Schlumberger faced lower crude oil prices in Q1 by aggressively cutting costs and laying off more than 9,000 people. The firm also repurchased 8.7 million shares of common stock for a total $719 million.
These measures boosted Schlumberger's first-quarter profit margins to 24.1%. That beat analysts' expectations of 22.5%.
"My point is that here you have a perfect example of a company that is doing better in an industry for which expectations are absolutely terrible," Fitz-Gerald explained. "The short-term price dislocation that everybody is so worried about is nothing more than a speed bump in the longer-term scheme of things."
For investors, SLB stock is not the best play right now. Fitz-Gerald gave us two other oil stocks to buy now that offer a better profit opportunity...
Two of the Best Oil Stocks to Buy Now
Oil Stocks to Buy Now, No. 1: Williams Co. Inc. (NYSE: WMB) owns and operates midstream assets for both oil and natural gas. The company also processes olefins - a type of hydrocarbon used to produce plastics and petrochemicals.
Since Fitz-Gerald recommended it early this year, WMB stock has gained about 16%. That beats the S&P 500's gains over the same period by 13%. Yahoo! Finance gives it a one-year target estimate of $54.71, which is 9.1% higher than its current price of $50.14.
Williams' dividend also offers growth potential. According to its Q1 earnings report, the company will increase its dividend by 22% to $2.38 this year. It plans on hitting $3.01 per share by 2017.

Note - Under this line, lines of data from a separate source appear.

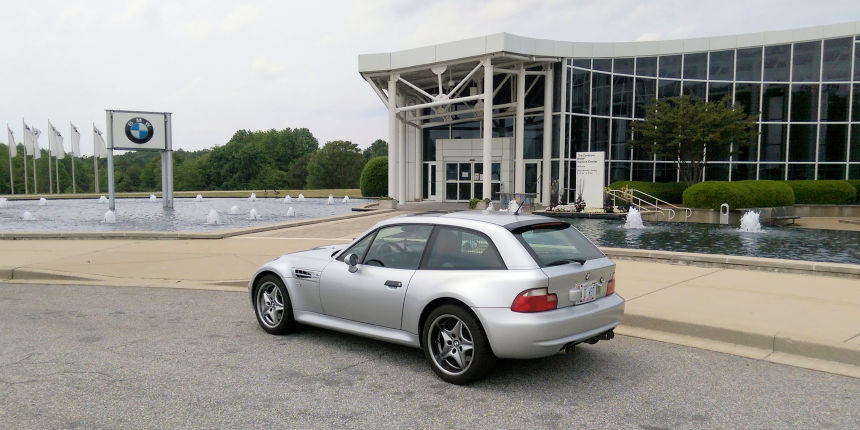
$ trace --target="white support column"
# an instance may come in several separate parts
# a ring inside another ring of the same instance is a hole
[[[514,120],[514,192],[524,193],[526,190],[525,171],[523,161],[523,144],[526,129],[526,68],[520,64],[517,69],[517,116]]]
[[[406,97],[400,96],[401,106],[406,105]],[[397,203],[406,203],[406,121],[397,120]]]
[[[412,113],[413,117],[418,116],[418,112]],[[413,173],[413,177],[415,178],[415,199],[421,200],[424,195],[423,184],[427,181],[427,178],[423,176],[424,174],[424,130],[420,127],[415,130],[415,172]],[[422,182],[424,181],[424,182]]]
[[[483,196],[491,199],[493,195],[493,63],[487,58],[484,63],[484,132],[482,147],[484,150]]]
[[[552,66],[546,66],[543,85],[543,166],[541,167],[541,204],[549,206],[552,180]]]
[[[392,74],[388,78],[388,196],[396,197],[394,189],[397,174],[397,79]]]

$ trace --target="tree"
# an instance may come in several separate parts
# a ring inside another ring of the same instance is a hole
[[[388,143],[382,139],[376,139],[362,152],[365,160],[370,160],[373,157],[387,157]]]
[[[364,163],[358,145],[345,140],[328,142],[308,162],[308,188],[358,188]]]
[[[361,171],[362,197],[388,195],[388,157],[373,157]]]
[[[696,97],[669,97],[646,107],[645,120],[631,126],[630,145],[674,160],[681,180],[702,180],[709,160],[726,159],[758,136],[755,117],[729,98],[705,102]]]

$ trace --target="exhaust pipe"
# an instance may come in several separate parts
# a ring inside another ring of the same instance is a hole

Oil Stocks to Buy Now, No. 2: Marlin Midstream Partners LP (Nasdaq: FISH) is another great dividend play, boasting a massive 7.49% yield.
The master limited partnership (MLP) is a midstream company, meaning it gathers and stores oil rather than producing it. Midstream MLPs are like "toll highways" in that they remain profitable as long as oil is produced. That reduces the impact of volatile energy prices.

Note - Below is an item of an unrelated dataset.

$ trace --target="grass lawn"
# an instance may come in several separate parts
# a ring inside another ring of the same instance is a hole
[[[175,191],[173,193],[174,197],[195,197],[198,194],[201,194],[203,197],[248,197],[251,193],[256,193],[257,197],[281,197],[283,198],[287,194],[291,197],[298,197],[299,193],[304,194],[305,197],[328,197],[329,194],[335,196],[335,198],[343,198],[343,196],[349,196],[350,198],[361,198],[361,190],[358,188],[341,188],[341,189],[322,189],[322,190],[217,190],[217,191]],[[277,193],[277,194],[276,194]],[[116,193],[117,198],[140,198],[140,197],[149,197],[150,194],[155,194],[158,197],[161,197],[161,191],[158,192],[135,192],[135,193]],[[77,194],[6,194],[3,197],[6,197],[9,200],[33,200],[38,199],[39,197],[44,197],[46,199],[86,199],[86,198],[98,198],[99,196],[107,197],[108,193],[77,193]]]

"These kind of MLPs are great for investors, because they offer both the liquidity of a common stock and the tax benefits of a limited partnership," Fitz-Gerald said. "Most pay very high income to boot."
High dividend yields aren't the only reason to own these oil stocks. Increasing demand will also make WMB and FISH surge this year.
According to the International Energy Agency (IEA), growing worldwide demand for oil will trigger about $48 trillion worth of investments by 2035. But Fitz-Gerald thinks it's going much higher.
"When you take into account the amount of capital needed to compensate for aging infrastructure, warfare, and regional security, I think the necessary capital is going to be more like $80 trillion," he explained.
That, combined with ongoing Middle Eastern conflicts that can bring prices higher, make these oil stocks good buys today.